A new study linking Mexican American Studies with academic achievement is adding to a growing national conversation about the benefits of ethnic studies curriculums, a researcher tells NBC Latino.
“In many respects, ethnic studies is sometimes treated like a convenient academic add-on,” said Nolan Cabrera, an assistant professor in the Center for the Study of Higher Education at the University of Arizona. “What this (research) is demonstrating is that ethnic studies in and of itself represents real education.”
Cabrera was lead author of the study of Tucson’s controversial ethnic studies program. It found that students who took Mexican American Studies courses are more likely to graduate from high school and pass standardized tests.
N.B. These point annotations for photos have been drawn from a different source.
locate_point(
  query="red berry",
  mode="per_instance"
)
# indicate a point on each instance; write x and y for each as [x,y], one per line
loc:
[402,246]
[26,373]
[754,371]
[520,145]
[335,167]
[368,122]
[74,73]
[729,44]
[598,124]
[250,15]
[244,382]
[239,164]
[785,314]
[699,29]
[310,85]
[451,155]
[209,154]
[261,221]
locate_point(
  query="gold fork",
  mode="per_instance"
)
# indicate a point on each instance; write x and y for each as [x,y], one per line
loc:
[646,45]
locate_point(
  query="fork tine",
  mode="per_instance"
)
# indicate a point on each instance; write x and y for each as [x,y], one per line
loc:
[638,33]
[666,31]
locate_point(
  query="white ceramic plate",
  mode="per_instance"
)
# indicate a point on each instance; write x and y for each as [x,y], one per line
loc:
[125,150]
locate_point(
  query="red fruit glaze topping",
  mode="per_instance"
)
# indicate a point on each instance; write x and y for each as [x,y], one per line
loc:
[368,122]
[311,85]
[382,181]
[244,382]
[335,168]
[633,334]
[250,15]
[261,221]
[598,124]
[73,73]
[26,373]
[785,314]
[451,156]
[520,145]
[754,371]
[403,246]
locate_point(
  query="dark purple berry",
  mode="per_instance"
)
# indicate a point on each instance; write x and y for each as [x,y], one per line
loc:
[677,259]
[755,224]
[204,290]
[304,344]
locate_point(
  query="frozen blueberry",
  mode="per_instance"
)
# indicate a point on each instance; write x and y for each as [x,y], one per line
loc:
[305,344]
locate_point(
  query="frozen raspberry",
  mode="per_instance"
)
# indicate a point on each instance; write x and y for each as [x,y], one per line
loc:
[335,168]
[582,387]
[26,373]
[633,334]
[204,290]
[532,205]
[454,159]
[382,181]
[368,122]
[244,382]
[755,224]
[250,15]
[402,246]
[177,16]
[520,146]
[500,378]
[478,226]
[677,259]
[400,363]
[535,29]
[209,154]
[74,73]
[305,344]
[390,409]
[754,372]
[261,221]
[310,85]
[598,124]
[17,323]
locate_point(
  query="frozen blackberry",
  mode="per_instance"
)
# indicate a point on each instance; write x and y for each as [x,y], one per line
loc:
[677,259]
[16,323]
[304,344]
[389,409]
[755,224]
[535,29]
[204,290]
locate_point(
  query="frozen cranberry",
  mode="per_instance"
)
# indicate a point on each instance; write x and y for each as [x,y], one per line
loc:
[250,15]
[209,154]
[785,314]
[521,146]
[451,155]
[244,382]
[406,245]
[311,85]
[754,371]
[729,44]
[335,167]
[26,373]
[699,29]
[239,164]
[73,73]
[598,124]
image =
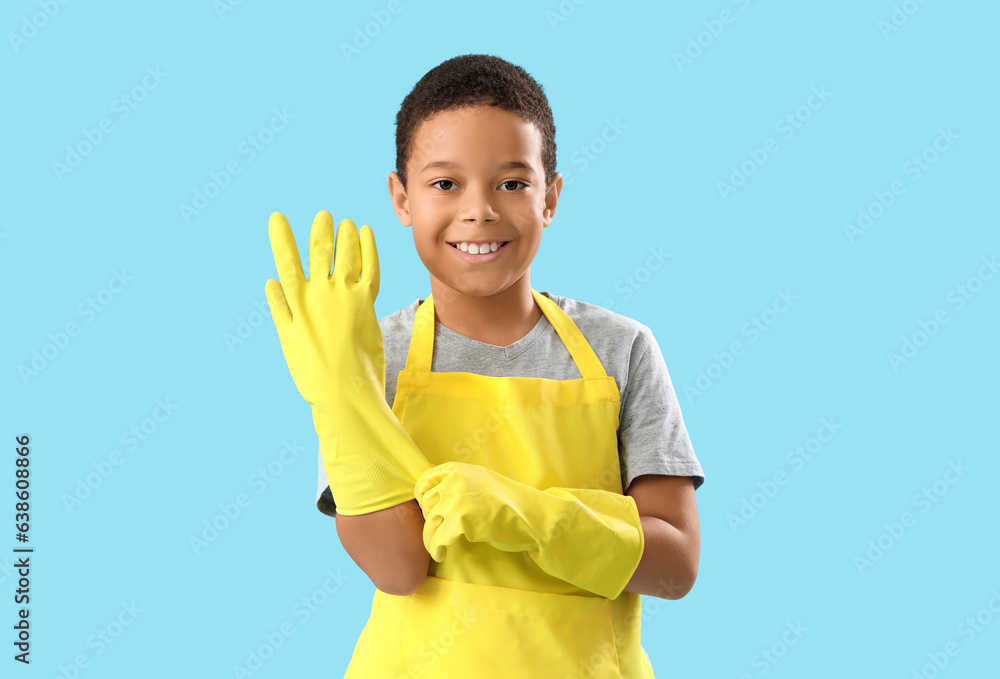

“There’s a consistent positive relationship between taking Mexican American Studies (MAS) classes and student achievement,” Cabrera told NBC. “And the more classes students took, the greater their likelihood of academic success.”
The study by University of Arizona researchers reaches the same conclusion of a 2012 analysis conducted in connection with the Tucson Unified School District’s Tucson’s long-running school desegregation lawsuit. Cabrera also led that study at the request of a special master appointed to oversee the desegregation plan.
The special master ordered the district to implement “culturally relevant” courses reflecting the history and culture of African American and Mexican American communities, Education Week reported. Tucson created eight culturally relevant courses which are operating at some of the district’s 10 comprehensive high schools.
In the latest study, University of Arizona researchers note that Tucson’s Mexican American Studies program has been at the center of polarizing debate, but that a central question had not been examined: Do the classes raise student achievement?
In 2010, Arizona passed a law used to prohibit certain Mexican American Studies curriculums in the Tucson school district. Ethnic studies courses have come under attack from conservatives who charge they promote a left-wing ideology, promote ethnic solidarity and lead students to resent whites. Supporters laud the curriculums, pointing to increased graduation rates, higher academic achievement and other benefits, like exposing Mexican American students to material about their history and culture.
Cabrera emphasized that the newest analysis was based purely on empirical data, but added there are many possibilities for why Mexican American Studies is linked to improved academic achievement.
“The way the program was structured, the way the students experience everyday life was represented in the curriculum,” Cabrera said. “That’s a dramatic shift from the way a lot of classes are taught. There’s an identity component, too. They would try to teach the students, ‘You’re not foreign to this land, you’re native to this land.’”
The latest study included more than 26,000 students, members of the graduating classes of 2008, 2009 and 2010. Cabrera said researchers unexpectedly found that students with lower prior achievement benefitted more from taking MAS courses.
“Usually when you run an analysis like this and you include prior academic achievement, the effects just wash out,” Cabrera said. “What I found is that the students who took MAS were some of the lowest-performing in the district during their first year. (But) when they graduated, they graduated at a higher rate than their peers.”